Both biochemical reactions and gene expression regulations coexist in databases collecting encyclopedic information on regulatory networks. The reactions refer to the production or catabolism of one or more molecules. The regulations describe the effects (positive or negative dependencies or unknown sign) between the variations in the amount of one molecule on the production rate of another. To merge these two objects, a new formalism of regulated reactions was proposed. Each molecule was first assigned to be either a substrate (a molecule that is catabolized), a product (a molecule that results from the catabolism of substrates), an activator (a molecule allowing the reaction to proceed faster, like an enzyme or a transcription regulator), an inhibitor (a molecule having a negative effect on reaction speed) or a modulator (a molecule controlling reaction speed but with an unknown sign). A Boolean attribute was included to indicate whether the reaction was reversible or irreversible. In this formalism, a regulatory effect from a molecule source a to a molecule target b was thus modeled as an irreversible reaction producing b from the catabolism of an unknown non-limiting substrate (not modeled) and regulated by a. This formalism allowed a clear distinction between mass transfers within reactions (from substrates to products) and regulators of the reactions (activators, inhibitors or modulators), which were considered to be not catabolized in these reactions. Rules for modeling reactions and causal interactions into the regulated reactions are illustrated in Figure 1.

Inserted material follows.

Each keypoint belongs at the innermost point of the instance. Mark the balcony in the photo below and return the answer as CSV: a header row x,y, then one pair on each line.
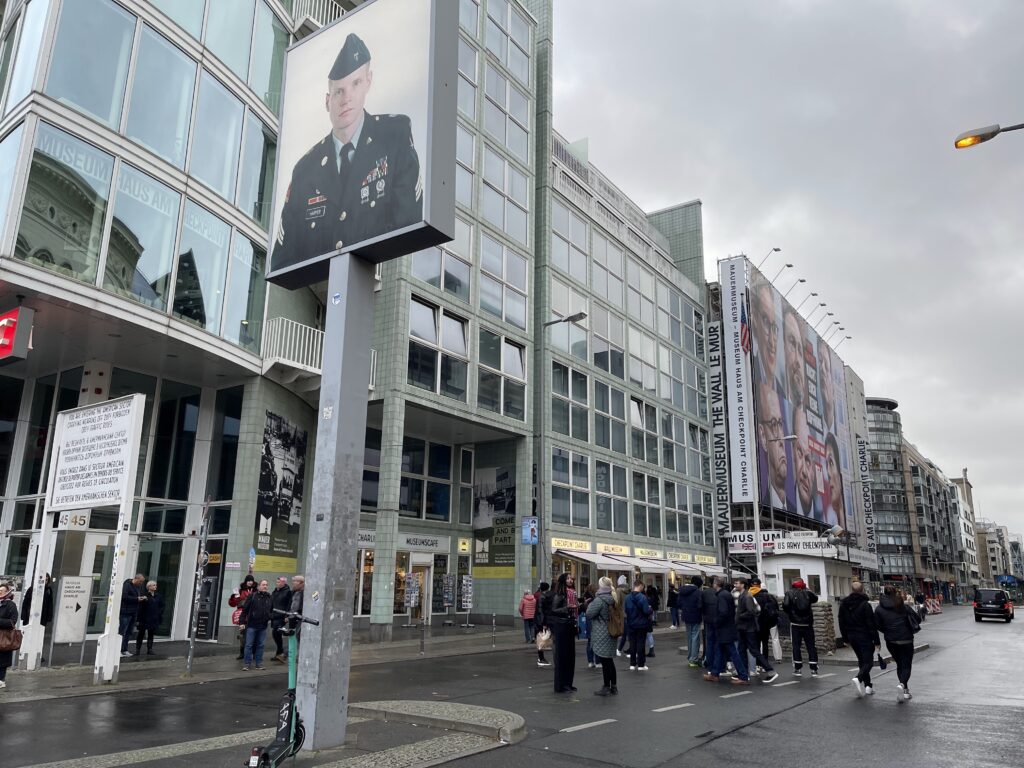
x,y
292,356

Although this formalism is suitable to model information from various libraries, the present study was based on the TRANSPATH database[13] (v2009.2). Because different species (Homo sapiens, Rattus norvegicus and Mus musculus) are included in this database, species-specific reactions having the same sets of substrates and products were merged into a single reaction, considering that all the regulators of the original reactions regulated the new unified generic reaction. When at least one of the species-specific reactions was indicated as reversible, the unified generic reaction was then considered as reversible. Some molecules could be considered as not limiting and highly generic in many reactions, so they were removed from the reaction sets: ATP, ADP, NTP, NDP, protein remnants, phosphate, Coenzyme A, water and H +.

A causality graph to interpret the regulated reactions

The regulated reactions summarized the encyclopedic information about cellular mechanisms, but they did not distinguish between the causes behind and the consequences of variations in the amounts of molecules. Therefore, a set of rules was introduced to model the regulated reactions in a causality graph. More precisely, elasticity coefficients[38, 39] representing the partial derivative of the reaction speed to the amounts of molecules involved in the reaction, were qualitatively studied. In the causality graph, they were introduced as signed edges to model the consequences of the variations in nodes. This allowed propagating the local effects of reactions and regulations without considering any restriction associated with their global effects on the system dynamics. Therefore, this model might be considered as an over-parameterization of all possible behaviors of the system. In this approach, all reactions were considered as irreversible. This strategy was supported by the fact that most reactions, originally described as reversible, represent the formation of a protein complex (i.e., A + B - > AB) which is not produced anywhere. Thus, the product steady-state was appropriately modeled in the causality graph, because it was directly connected to the steady-state of its substrates.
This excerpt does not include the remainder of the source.